ATTENTION ROUGEOLE !
A l’annonce de la grippe mexicaine, tous ‘‘les bons pays’’ avaient déjà leurs
indicateurs au rouge. Les médias nationaux et internationaux n’avaient plus que ça comme sujet premier. Les morts afghans et autres irakiens n’avaient plus les caméras à leurs trousses et les rebelles tamoules n’avaient plus d’audience. Même au Burkina on n’avait cesse de parler de la grippe A H1N1, quasi sosie du H5N1 de la grippe aviaire. Pendant ce temps, l’épidémie de la méningite continuait à faire rage et la rougeole faisait son petit bonhomme de chemin pendant que personne n’en parlait.
Plus de 32.000 cas et pratiquement 300 décès, c’est ce qui était annoncé il y a de cela un mois. C’est cette petite note salée que la rougeole a posé sur notre table. Enfin ! La « boucherie » n’est pas encore à sa fin. Aujourd’hui encore elle menace, affaiblit et tue. Sur les 57 districts sanitaires que compte le pays, 36 sont des foyers épidémiques depuis belle lurette. Et qu’est-ce qu’on fait ? Basta ! On préfère parler d’autre chose et convoquer, lorsque le désir est là, une conférence de presse où on fait comprendre qu’on a des cas innombrables et de nombreux décès, mais aussi où on précise qu’on n’a pas assez de moyens pour y faire face. Question peut-être de solliciter les largesses de ceux qui comme d’habitude, n’hésitent pas à mettre la main à la poche. Entre le 20 et le 26 avril, on a répertorié 4 372 cas et 24 décès des suites de rougeole. Et on parle de vaccination de plus de 3 millions de Burkinabé. On attend de voir.
Les causes de la maladie et les symptômes
Elle se caractérise par des éruptions virales contagieuses, touchant les enfants surtout.
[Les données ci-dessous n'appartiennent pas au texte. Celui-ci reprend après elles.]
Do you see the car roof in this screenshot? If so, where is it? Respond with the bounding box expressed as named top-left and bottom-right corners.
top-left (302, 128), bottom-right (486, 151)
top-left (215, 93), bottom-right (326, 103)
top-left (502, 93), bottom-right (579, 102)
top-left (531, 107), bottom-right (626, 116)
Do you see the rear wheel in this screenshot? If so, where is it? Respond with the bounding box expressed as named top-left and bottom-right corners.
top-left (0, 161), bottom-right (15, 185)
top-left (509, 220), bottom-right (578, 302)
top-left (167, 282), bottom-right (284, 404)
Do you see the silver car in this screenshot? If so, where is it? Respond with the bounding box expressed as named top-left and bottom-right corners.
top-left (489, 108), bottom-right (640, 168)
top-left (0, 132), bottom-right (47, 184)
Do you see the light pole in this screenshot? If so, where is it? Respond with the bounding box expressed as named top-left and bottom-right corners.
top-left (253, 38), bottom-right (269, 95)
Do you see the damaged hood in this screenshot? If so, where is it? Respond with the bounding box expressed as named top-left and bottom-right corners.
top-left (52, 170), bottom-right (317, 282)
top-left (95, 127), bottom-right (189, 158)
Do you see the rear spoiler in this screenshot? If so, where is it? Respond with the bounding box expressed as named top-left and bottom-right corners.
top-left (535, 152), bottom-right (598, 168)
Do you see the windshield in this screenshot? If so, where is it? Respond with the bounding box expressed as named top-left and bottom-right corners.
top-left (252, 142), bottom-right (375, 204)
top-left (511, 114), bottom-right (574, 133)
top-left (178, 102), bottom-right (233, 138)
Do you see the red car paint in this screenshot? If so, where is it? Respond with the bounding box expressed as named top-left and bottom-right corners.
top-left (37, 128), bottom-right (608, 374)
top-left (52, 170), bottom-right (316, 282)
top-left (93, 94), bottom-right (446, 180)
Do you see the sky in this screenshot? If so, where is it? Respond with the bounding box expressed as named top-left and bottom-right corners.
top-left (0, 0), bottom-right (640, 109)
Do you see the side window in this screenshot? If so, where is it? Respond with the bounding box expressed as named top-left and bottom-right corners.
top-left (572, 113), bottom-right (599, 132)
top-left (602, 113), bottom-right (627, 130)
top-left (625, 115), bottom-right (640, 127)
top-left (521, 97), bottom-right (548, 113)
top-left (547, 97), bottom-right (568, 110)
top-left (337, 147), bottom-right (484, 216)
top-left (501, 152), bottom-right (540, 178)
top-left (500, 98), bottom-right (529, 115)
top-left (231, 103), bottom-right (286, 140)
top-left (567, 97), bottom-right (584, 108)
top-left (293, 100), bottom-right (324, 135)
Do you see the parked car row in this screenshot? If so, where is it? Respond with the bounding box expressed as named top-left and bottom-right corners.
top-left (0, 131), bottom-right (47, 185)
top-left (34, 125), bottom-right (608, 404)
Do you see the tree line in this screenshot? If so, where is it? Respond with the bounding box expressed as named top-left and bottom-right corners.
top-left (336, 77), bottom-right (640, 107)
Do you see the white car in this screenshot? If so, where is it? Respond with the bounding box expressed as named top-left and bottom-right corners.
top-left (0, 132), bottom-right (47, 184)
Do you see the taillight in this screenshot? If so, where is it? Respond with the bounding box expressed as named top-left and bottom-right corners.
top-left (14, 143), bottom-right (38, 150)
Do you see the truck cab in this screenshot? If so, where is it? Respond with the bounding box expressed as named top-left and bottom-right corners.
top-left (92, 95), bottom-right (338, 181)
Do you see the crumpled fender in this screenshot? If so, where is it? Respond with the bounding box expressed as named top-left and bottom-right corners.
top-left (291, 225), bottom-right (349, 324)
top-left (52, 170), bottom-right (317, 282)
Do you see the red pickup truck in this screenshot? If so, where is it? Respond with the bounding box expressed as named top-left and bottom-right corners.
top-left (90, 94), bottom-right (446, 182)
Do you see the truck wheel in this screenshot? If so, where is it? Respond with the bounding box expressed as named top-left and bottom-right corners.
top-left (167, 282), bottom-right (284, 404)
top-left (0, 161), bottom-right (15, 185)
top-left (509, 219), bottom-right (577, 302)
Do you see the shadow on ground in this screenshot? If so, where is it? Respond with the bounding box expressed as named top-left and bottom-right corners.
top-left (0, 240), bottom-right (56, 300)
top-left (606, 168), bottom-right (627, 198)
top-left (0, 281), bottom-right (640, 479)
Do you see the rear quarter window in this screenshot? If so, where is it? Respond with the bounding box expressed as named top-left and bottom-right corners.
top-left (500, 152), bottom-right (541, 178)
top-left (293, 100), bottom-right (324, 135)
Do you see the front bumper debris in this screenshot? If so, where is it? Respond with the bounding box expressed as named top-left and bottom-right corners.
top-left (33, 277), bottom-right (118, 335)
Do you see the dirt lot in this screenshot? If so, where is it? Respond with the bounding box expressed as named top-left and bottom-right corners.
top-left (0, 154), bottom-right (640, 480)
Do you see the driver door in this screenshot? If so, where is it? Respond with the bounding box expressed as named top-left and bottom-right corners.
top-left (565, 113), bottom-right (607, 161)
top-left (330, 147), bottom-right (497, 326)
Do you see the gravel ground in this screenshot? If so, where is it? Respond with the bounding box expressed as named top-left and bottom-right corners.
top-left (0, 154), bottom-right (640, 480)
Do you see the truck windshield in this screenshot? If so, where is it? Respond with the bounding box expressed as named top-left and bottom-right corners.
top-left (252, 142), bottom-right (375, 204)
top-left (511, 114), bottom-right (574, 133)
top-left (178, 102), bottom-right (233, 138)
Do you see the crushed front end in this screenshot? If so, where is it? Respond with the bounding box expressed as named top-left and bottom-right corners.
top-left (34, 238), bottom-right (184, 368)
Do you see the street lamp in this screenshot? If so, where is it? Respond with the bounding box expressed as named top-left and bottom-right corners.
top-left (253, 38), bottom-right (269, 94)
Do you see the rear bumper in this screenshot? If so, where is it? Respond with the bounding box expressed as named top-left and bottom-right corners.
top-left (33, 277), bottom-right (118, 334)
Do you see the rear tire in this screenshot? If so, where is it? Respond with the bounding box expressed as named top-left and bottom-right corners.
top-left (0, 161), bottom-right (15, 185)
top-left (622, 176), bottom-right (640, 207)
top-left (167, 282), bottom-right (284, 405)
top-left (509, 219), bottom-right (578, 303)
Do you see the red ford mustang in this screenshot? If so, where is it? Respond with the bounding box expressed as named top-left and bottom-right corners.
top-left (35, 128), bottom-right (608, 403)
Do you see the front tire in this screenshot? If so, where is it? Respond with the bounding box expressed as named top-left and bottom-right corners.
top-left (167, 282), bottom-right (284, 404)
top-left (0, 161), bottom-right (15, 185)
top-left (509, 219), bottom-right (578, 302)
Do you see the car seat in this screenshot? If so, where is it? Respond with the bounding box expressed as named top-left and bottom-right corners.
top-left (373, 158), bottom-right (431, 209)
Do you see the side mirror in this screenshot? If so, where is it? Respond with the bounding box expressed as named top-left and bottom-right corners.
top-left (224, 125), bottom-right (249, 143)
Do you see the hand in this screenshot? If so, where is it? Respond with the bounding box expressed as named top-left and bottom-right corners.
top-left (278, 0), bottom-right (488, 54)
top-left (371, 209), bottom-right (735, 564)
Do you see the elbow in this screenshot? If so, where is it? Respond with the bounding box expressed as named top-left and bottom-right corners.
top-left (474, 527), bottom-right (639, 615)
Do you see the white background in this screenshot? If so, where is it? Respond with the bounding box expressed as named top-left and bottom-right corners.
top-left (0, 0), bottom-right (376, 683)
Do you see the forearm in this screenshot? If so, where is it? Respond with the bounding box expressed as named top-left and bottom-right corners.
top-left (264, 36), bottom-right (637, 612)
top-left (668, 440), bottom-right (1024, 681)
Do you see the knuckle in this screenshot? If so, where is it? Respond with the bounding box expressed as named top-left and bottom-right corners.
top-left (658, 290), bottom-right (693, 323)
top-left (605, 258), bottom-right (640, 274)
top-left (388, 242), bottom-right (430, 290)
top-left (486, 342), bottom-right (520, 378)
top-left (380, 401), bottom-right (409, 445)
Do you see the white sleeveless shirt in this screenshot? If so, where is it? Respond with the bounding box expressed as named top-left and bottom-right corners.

Le virus se transmet par les gouttelettes de salive ou les sécrétions du nez et de la gorge de personnes atteintes. La période contagieuse est la période d’incubation, qui peut varier entre 5 et 21 jours, et le tout premier jour de l’apparition des lésions.
Une éruption accompagnée de fièvre, de nausée, de vomissements de difficultés respiratoires. Dès leur apparition, une consultation immédiate s’avère nécessaire.
Comment gérer une personne atteinte ? Quel traitement ?
Il faut isoler la personne atteinte pendant quelques jours. S’alimenter et s’hydrater convenablement. Le paracétamol sert à soulager les symptômes. Il est important de bien se laver les mains, de ne pas toucher la peau du malade (porter des gants), ne pas boire au même verre que le malade.
Habituellement, aucun traitement spécifique n’est nécessaire. La prise en charge vise seulement à faire baisser la fièvre avec du paracétamol. Le médecin peut également prescrire des antibiotiques pour éviter d’autres infections.